No, not the Road Less Traveled. I was thinking more along the lines of Mending Wall: “Something there is that doesn’t love a wall, that wants it down.”
In his column tonight, “The Delusion of Control“, John Michael Greer opines that part of the reason that American politics has gone so far off the map, and American diplomacy does such a poor job of actually negotiating, is that we’ve gotten rather used to dealing with machines. Machines don’t learn. They’ve had the learning disassembled from them, in exactly the way that life hasn’t. Life, says Greer, keeps evolving and learning from prior experiences. When you batter and bruise an economy long enough, sooner or later its inhabitants fight back. A machine, you just keep pressing the button and product falls out of it, exactly the same size and shape as the thing it made just before.
But there’s something about a wall, that something else wants it down. The machine can’t learn, but I can. I can build a machine that teaches me how machines are made, and from that learn something about how machines respond differently than human beings, and natural processes, and software, and countries. All the electronics things I’ve seen so far are projects: buy this parts list, assemble it exactly this way, test it after each step; if this doesn’t work, then undo that work, and go back a step; replace broken parts with exactly the same part. It’s regimented, it’s turning the learner into a machine: build this, this way, enough times and maybe an electrical engineer will pop out.
But in truth, it doesn’t work that way. We added electricity to mechanical devices that already existed, first. This side of the wall is all apple orchard—useful, and orderly, of geometry and carefully-accumulated truths. The pine-tree side of the wall is all mysterious and secret, of spacious realms under the trees and light shining through dappled branches… and there, I have no idea how long it will be before I find my way home. I feel like I could get lost in those woods until suppertime on the first night of school, and get little accomplished besides solder vapor in my lungs. I could get lost out there.

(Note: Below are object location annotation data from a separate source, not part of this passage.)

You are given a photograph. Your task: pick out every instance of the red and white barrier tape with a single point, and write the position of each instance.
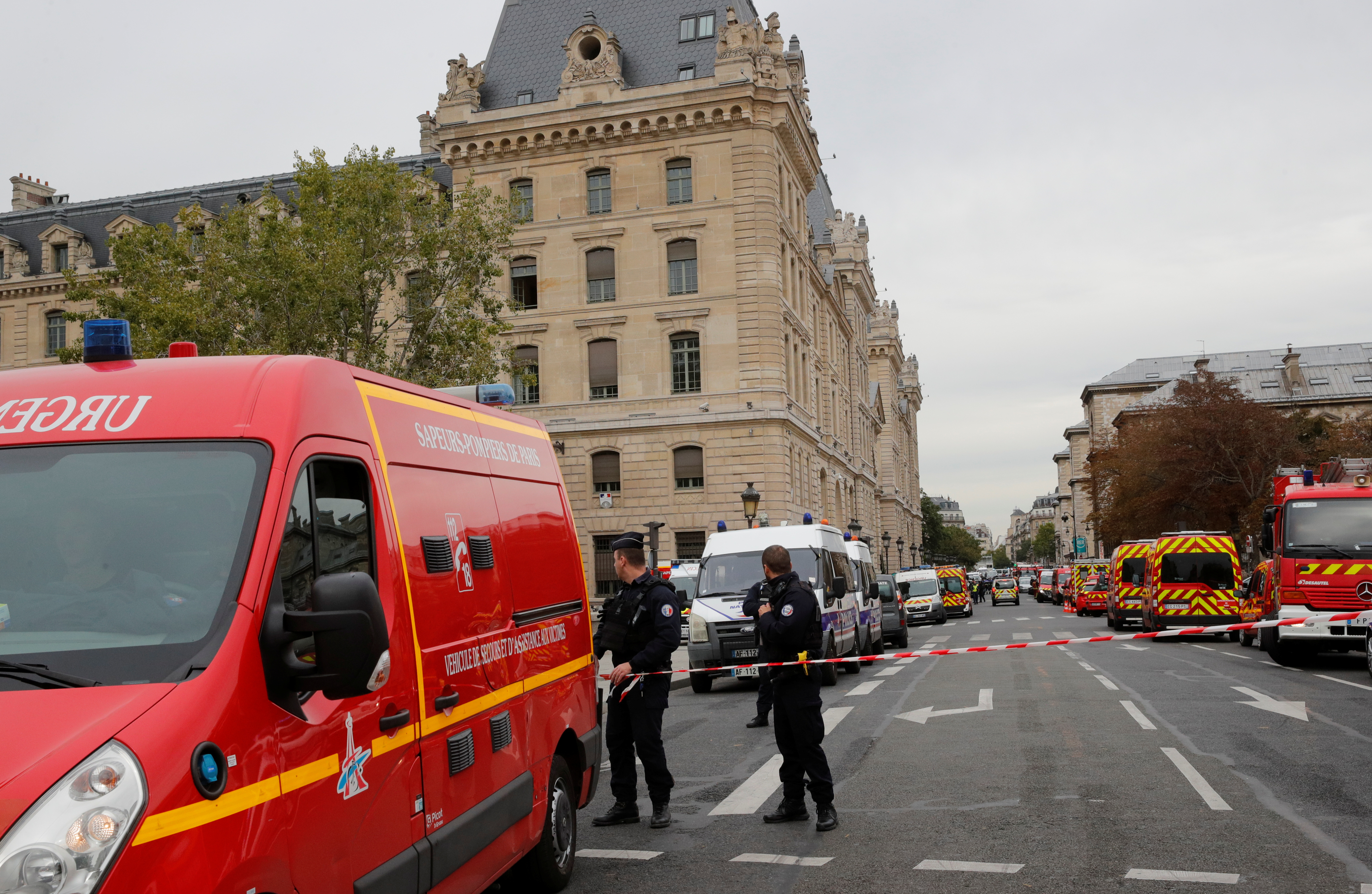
(1366, 617)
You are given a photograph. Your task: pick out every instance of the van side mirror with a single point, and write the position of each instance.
(352, 647)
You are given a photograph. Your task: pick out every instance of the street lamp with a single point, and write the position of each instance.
(751, 500)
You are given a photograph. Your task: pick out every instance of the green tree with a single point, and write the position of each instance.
(363, 263)
(1045, 542)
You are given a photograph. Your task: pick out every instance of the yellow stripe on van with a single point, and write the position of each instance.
(191, 816)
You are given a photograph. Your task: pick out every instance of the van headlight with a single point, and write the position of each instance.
(68, 840)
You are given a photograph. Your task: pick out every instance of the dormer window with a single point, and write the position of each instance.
(697, 27)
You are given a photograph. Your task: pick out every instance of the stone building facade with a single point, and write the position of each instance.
(699, 314)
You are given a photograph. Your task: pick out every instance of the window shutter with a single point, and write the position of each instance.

And so I plan on working in this orchard, and maybe, toward the end, begin breaking down the wall that divides mechanics from electronics. An LED or too wouldn’t be horrible, right? But the main thing is how to generate mechanical motion. That’s the goal, not because there’s an easy project path to my success, but because there isn’t.
I’ll have to, of course. IF the machine doesn’t do something, even something as silly as run a toy merry-go-round, it will be hard to get kids to buy into the idea that this is an important skill. Yet the skill that I want them to learn has nothing to do with mechanics, really.
It has everything to do with the process of tinkering, of learning. That’s what I intend to teach; that’s what I hope they learn, when the time comes for them to build their own machines.